Because the environment and policy are stationary, the specific value of $t$ used in the definition does not change the resulting values $V^\pi(s)$ or $Q^\pi(s,a)$; they are functions of state (and action) only.

These value functions are related by the identity:

\[V^\pi(s) = \sum_a \pi(a|s) Q^\pi(s,a).\]

They satisfy the Bellman expectation equations, which express values recursively. Let $P(s’|s,a)$ be the state transition probability and $R(s,a,s’)$ be the expected immediate reward for $(s,a,s’)$.

\[\begin{aligned} V^\pi(s) &= \sum_a \pi(a|s) \sum_{s'} P(s'|s,a) [R(s,a,s') + \gamma V^\pi(s')], \\ Q^\pi(s,a) &= \sum_{s'} P(s'|s,a) [R(s,a,s') + \gamma V^\pi(s')]. \end{aligned}\]

These equations state that the value of a state (or state-action pair) under $\pi$ is the sum of the expected immediate reward and the discounted expected value of subsequent states encountered by following $\pi$.
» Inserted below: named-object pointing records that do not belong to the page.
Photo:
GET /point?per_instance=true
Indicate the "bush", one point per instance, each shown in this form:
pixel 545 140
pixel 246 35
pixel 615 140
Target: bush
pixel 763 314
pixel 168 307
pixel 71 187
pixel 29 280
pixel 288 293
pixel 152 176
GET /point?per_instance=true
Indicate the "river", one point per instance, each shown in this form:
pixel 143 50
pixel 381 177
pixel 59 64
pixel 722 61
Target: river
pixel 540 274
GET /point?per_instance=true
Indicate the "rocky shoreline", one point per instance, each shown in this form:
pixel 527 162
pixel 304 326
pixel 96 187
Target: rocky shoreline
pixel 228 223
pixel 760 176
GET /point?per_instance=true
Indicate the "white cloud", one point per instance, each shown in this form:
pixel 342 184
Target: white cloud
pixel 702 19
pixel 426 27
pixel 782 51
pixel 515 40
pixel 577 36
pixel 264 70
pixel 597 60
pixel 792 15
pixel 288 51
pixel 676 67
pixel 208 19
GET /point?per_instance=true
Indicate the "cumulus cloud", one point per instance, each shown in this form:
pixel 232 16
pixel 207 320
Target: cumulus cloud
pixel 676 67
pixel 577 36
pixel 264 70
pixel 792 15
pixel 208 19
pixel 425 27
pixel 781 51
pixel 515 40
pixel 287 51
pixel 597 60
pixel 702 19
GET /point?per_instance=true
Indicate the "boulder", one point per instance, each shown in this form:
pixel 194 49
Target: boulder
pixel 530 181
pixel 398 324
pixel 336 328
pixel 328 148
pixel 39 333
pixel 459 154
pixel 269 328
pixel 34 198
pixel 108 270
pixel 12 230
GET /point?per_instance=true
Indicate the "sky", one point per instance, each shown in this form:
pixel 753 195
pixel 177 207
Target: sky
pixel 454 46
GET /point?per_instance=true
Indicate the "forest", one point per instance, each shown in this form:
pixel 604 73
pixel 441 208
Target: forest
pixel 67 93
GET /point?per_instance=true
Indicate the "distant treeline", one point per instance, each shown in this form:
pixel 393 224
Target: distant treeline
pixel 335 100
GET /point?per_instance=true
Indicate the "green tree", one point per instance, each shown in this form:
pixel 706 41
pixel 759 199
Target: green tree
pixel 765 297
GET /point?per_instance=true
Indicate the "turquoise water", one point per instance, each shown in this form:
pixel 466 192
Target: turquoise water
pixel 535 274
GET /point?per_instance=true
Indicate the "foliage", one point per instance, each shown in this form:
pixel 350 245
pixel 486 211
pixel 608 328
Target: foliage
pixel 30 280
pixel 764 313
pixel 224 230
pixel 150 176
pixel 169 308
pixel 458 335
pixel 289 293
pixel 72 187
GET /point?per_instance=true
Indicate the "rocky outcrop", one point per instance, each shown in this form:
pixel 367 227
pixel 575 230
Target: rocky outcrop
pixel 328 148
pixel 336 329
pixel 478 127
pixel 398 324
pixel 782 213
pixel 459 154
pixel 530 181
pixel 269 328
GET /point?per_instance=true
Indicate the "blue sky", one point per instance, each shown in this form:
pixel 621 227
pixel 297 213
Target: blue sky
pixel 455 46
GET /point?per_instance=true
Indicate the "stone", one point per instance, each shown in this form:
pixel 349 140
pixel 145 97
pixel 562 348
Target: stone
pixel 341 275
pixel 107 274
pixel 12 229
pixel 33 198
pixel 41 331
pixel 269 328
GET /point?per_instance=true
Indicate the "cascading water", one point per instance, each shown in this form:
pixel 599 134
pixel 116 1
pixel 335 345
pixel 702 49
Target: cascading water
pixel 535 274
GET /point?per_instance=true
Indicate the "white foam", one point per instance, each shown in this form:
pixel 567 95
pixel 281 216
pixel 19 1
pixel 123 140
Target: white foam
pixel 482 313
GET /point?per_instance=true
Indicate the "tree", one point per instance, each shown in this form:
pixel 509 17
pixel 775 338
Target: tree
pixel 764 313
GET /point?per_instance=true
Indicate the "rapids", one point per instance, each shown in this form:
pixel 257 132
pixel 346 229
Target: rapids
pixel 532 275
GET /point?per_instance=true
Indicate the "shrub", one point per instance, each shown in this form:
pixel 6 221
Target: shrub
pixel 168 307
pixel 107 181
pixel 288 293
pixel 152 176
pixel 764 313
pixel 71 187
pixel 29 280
The policy gradient theorem

The Policy Gradient Theorem provides an expression for $\nabla_\theta J(\theta)$. It’s useful because we can compute unbiased estimates of the gradient from samples of trajectories generated by $\pi_\theta$.

Let $P(\tau|\theta)$ be the probability of trajectory $\tau$ under policy $\pi_\theta$.

\[J(\theta) = \sum_\tau P(\tau|\theta) G_0(\tau).\]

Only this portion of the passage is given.